Johannesburg - The rand retreated from its lowest level in six years after ratings agency Standard & Poor's affirmed South Africa's credit ratings and said the outlook for the country remains stable.
Reuters reported earlier that the local unit hit a six-year low against the dollar and bond prices slid on concern that ratings agency Fitch could downgrade the country's debt in its latest review.
The rand slumped nearly 1% to R11.7225/$ as of 17:28, its weakest since October 2008. It recovered to R11.6800 by 18:00 in volatile trade, and by 20:00 it was trading at R11.6000/$, better than Thursday's New York close of R11.6335.
According to the Reuters report the rand has lost nearly 3% against the dollar in the past week, its biggest weekly drop since early September, as investors worry that a renewed power crunch and recent weak economic data could trigger a credit downgrade from Fitch.

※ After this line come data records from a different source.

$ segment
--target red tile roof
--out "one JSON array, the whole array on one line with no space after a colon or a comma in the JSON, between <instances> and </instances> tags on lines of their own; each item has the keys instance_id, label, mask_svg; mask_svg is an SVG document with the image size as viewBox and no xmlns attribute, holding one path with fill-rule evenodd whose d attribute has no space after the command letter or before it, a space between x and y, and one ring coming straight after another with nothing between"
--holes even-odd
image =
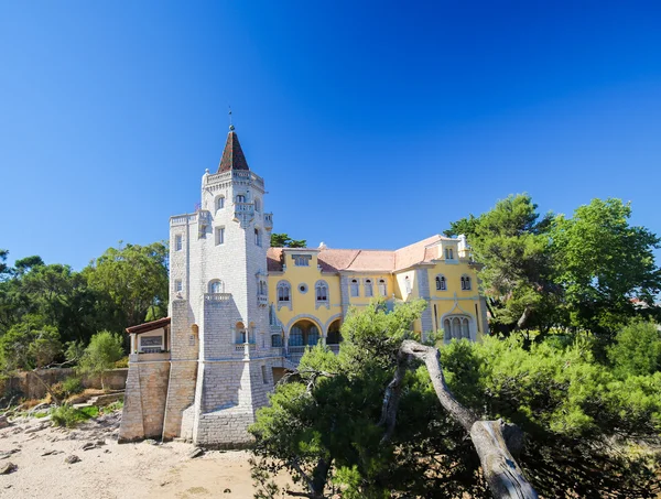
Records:
<instances>
[{"instance_id":1,"label":"red tile roof","mask_svg":"<svg viewBox=\"0 0 661 499\"><path fill-rule=\"evenodd\" d=\"M394 251L325 248L318 251L318 264L324 272L393 272L438 258L427 247L441 240L451 239L436 235ZM282 271L282 248L269 248L267 261L269 271Z\"/></svg>"},{"instance_id":2,"label":"red tile roof","mask_svg":"<svg viewBox=\"0 0 661 499\"><path fill-rule=\"evenodd\" d=\"M139 324L138 326L127 327L127 333L129 334L141 334L148 333L150 330L160 329L161 327L165 327L170 325L170 317L163 317L158 321L152 321L151 323Z\"/></svg>"}]
</instances>

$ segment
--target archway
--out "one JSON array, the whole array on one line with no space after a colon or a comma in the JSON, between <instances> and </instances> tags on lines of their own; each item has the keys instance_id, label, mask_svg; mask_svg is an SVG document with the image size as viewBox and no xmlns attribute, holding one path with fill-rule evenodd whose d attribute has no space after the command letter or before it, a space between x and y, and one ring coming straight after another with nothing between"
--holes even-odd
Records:
<instances>
[{"instance_id":1,"label":"archway","mask_svg":"<svg viewBox=\"0 0 661 499\"><path fill-rule=\"evenodd\" d=\"M335 352L339 351L339 344L342 343L342 333L339 326L342 322L339 318L333 321L328 326L328 333L326 334L326 346Z\"/></svg>"}]
</instances>

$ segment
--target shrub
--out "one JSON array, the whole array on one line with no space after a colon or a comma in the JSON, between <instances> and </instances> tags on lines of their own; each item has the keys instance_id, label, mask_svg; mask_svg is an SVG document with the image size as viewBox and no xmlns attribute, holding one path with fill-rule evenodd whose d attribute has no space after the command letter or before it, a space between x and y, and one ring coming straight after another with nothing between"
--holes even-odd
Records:
<instances>
[{"instance_id":1,"label":"shrub","mask_svg":"<svg viewBox=\"0 0 661 499\"><path fill-rule=\"evenodd\" d=\"M620 377L651 375L661 368L661 335L653 322L631 322L615 341L608 359Z\"/></svg>"},{"instance_id":2,"label":"shrub","mask_svg":"<svg viewBox=\"0 0 661 499\"><path fill-rule=\"evenodd\" d=\"M65 397L75 395L83 390L85 390L85 387L83 387L83 381L77 376L72 376L62 382L62 391Z\"/></svg>"},{"instance_id":3,"label":"shrub","mask_svg":"<svg viewBox=\"0 0 661 499\"><path fill-rule=\"evenodd\" d=\"M123 357L121 336L102 330L91 337L80 359L80 372L101 377L101 389L105 390L104 371L112 369L115 362Z\"/></svg>"},{"instance_id":4,"label":"shrub","mask_svg":"<svg viewBox=\"0 0 661 499\"><path fill-rule=\"evenodd\" d=\"M80 421L79 411L68 404L61 405L51 412L51 421L55 426L73 429Z\"/></svg>"}]
</instances>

S&P, which like Moody's already cut South Africa's rating this year, said in its review on Friday of the country's long- and short-term foreign currency sovereign credit ratings that it expected a slight improvement in GDP growth in 2015-2017 after expected poor GDP growth in 2014. It also expected the Treasury to keep to its "hard expenditure ceiling" and thereby contain fiscal deficits and general government debt levels in the medium term.
Nevertheless, GDP growth remains low, current account deficits remain relatively high, general government debt sizable, and portfolio flows potentially volatile.
S&P is thus affirming its long- and short-term foreign currency sovereign credit ratings on South Africa at 'BBB-/A-3', it said.
"The outlook remains stable, reflecting our view that a slight rebound in GDP growth in 2015-2017 will help contain South Africa's fiscal and external balances within our current expectations," S&P said in a statement.
Fitch was also due to give the result of its review on Friday.
"The threat of a Fitch downgrade and likely very downbeat outlooks from both presents the risk of generating even more rand-selling interest," Tradition Analytics said in a note, according to Reuters.
"The crux of the decision will no doubt be the ... power constraints and the drag applied to growth and the fiscus through this, which we continue to see as a severe risk to the growth outlook in 2015."
South Africa this month has suffered its worst power shortages since 2008 due to creaking infrastructure, power plant failures and emergency maintenance.
The local currency was also hurt on Friday by broad-based strength in the dollar after stronger-than-expected US consumer sentiment data.
Government bonds had a bruising session, with the yield on the 2026 benchmark climbing to a month-high of 8.02% and closing at 7.975%, up 5.5 basis points from Thursday.